La vedova si salva dal reato di omesso versamento IVA

partendo da una recente sentenza di Cassazione, esploriamo le casistiche di responsabilità penali che possono emergere in caso di omesso versamento IVA; nel caso in esame il contribuente non risulta responsabile del reato

La Corte di Cassazione ha salvato la vedova dell’imprenditore dalla condanna per il reato di cui all’art.10-ter del D.Lgs. n. 74 del 2000.

Per i supremi giudici, l’obiettiva impossibilità di far fronte all’obbligazione tributaria che le ha reso impossibile fare fronte al pagamento dell’imposta entro la scadenza prevista dalla legge e la sua totale estraneità alle vicende che hanno generato il dissesto, assolvono dal reato iscritto la vedova, che ha assunto la carica di socio di maggioranza e amministratore unico di una Srl dopo la morte del marito

Sono queste le conclusioni che emergono dalla lettura della sentenza n. 15235/17 della Suprema Corte di Cassazione.

L’assenza di dolo e l’assoluta impossibilità di adempiere l’obbligazione tributaria (cfr. Cass. SS.UU. n. 37425/2013), anche attraverso idonee misure da valutarsi in concreto, determinano la cosiddetta forza maggiore: impossibilità di reperire le risorse necessarie a consentirgli l’adempimento delle obbligazioni tributarie, pur avendo posto in essere tutto il possibile.

Per la Corte, “costituisce costante indirizzo di legittimità quello per cui l’imputato può invocare la assoluta impossibilità di adempiere il debito di imposta, quale causa di esclusione della responsabilità penale, a condizione che provveda ad assolvere gli oneri di allegazione concernenti sia il profilo della non imputabilità a lui medesimo della crisi economica che ha investito l’azienda, sia l’aspetto della impossibilità di fronteggiare la crisi di liquidità tramite il ricorso a misure idonee da valutarsi in concreto (Sez. 3, n. 20266 dell’8/4/2014, Zanchi, Rv. 259190); occorre, cioè, la prova che non sia stato altrimenti possibile per il contribuente reperire le risorse necessarie a consentirgli il corretto e puntuale adempimento delle obbligazioni tributarie, pur avendo posto in essere tutte le possibili azioni, anche sfavorevoli per il suo patrimonio personale, dirette a consentirgli di recuperare, in presenza di una improvvisa crisi di liquidità, quelle somme necessarie ad assolvere il debito erariale, senza esservi riuscito per cause indipendenti dalla sua volontà e ad egli non imputabili (Sez. 3, n. 5467 del 5/12/2013, Mercutello, Rv. 258055)”.
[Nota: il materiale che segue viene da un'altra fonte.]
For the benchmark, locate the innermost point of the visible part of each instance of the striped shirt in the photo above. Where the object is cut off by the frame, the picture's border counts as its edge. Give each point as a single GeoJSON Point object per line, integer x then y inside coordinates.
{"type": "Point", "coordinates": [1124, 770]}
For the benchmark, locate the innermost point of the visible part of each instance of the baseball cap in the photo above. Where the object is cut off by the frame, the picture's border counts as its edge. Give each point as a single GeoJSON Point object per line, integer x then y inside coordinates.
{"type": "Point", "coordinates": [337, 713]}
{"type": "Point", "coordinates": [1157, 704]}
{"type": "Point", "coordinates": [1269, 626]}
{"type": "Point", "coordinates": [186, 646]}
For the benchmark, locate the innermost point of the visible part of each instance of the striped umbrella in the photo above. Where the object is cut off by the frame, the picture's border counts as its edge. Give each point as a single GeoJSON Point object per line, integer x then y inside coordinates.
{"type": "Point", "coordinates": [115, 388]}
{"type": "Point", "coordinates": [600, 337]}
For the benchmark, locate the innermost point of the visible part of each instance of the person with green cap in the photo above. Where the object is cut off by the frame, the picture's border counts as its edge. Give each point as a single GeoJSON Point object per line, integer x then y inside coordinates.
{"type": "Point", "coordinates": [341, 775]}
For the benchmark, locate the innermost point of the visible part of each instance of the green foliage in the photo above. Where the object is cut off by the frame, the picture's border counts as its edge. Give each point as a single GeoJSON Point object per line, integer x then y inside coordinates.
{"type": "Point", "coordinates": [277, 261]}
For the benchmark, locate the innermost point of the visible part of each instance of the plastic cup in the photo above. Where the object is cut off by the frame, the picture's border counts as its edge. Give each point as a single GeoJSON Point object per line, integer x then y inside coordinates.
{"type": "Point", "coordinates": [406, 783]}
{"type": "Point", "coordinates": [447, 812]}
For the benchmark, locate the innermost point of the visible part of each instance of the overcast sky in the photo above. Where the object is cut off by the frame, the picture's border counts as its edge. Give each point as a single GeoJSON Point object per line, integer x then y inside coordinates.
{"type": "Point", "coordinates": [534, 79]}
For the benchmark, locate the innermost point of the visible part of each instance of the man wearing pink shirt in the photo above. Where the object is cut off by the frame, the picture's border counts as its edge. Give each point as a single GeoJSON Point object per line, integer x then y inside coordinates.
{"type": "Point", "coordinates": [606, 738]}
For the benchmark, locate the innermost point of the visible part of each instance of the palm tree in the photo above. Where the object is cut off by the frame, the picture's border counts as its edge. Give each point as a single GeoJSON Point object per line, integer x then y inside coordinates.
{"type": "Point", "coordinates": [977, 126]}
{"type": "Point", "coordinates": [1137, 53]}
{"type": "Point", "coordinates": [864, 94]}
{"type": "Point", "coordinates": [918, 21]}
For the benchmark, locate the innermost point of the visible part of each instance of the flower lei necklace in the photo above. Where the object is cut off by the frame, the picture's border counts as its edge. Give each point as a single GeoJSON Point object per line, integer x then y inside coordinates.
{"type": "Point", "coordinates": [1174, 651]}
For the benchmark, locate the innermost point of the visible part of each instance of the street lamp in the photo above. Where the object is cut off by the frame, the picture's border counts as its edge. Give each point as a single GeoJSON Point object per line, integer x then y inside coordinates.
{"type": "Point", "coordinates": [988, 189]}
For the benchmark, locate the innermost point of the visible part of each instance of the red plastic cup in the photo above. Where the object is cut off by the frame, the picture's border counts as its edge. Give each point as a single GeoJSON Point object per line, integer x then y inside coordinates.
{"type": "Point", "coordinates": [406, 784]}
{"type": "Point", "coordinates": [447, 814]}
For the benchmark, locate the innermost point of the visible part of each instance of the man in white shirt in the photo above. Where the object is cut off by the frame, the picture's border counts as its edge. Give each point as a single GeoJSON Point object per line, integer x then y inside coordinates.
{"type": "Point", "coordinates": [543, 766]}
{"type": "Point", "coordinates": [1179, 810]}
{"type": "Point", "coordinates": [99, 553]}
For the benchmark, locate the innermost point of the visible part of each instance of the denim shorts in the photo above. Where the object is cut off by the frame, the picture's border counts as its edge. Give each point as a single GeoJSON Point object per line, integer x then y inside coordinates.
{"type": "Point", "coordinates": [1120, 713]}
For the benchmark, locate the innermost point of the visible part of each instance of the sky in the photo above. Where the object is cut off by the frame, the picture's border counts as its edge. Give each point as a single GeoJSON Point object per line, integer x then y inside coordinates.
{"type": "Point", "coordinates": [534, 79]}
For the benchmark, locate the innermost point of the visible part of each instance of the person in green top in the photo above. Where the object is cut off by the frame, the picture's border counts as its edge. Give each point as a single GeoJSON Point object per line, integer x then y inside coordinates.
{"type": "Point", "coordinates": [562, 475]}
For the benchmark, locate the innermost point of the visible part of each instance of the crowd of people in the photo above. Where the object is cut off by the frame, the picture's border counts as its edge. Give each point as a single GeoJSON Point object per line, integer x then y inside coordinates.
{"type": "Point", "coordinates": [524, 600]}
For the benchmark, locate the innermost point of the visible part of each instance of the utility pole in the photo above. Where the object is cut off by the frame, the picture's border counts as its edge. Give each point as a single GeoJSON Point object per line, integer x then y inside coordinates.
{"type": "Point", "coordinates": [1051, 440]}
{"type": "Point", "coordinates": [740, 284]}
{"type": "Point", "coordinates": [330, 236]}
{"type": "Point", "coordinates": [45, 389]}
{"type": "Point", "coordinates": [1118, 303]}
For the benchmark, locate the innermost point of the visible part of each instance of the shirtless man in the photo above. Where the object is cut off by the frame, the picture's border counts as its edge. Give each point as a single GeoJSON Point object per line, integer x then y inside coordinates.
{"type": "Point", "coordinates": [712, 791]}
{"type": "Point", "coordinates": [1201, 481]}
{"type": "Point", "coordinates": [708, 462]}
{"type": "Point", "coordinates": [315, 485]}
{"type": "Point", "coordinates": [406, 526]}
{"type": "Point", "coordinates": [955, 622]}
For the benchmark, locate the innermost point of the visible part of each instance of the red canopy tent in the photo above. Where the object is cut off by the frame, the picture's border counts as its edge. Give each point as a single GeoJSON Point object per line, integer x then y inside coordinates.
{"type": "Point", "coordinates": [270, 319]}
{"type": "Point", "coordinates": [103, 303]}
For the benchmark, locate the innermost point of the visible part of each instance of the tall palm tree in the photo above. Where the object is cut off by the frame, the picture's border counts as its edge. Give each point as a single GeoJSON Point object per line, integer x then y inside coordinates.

La sentenza impugnata ha rilevato che l’imputata era divenuta consigliere di amministrazione nell’aprile 2010, unitamente al marito (presidente ed amministratore delegato) e al braccio destro; nel luglio dello stesso anno, in esito al decesso del coniuge, la stessa era quindi divenuta presidente del consiglio d’amministrazione ed amministratore delegato, e, infine, amministratore unico nel settembre 2011. Di seguito (e ricostruendo la situazione economico-finanziaria della società) la Corte di merito ha richiamato alcuni passaggi della deposizione del commissario giudiziale, il quale aveva evidenziato che, nei precedenti anni 2008-2009, tutti gli utili della società erano stati impiegati per finanziare società controllate (successivamente fallite), “così creando una situazione di dissesto che aveva poi condotto alla proposta di concordato preventivo, presentata il 26/3/2013”. In forza di questi elementi, la Corte di appello ha quindi concluso nel senso che: “1) il dissesto della I. ‘è stato dolosamente creato a partire dagli anni 2008 e 2009’; 2) le somme incassate a titolo di i.v.a. per la vendita di tre immobili nel 2010 ‘sono state utilizzate, a tutto concedere, per cercare inutilmente di far fronte alla situazione debitoria come sopra creata’; 3) la L. ‘era tutt’altro che una sprovveduta estranea ai fatti sociali’ e che, come socia e componente del c.d.a. fin dall’aprile 2010, era ‘onerata di controllare l’operato dello S., amministratore delegato’. Dal che, la declaratoria di responsabilità”.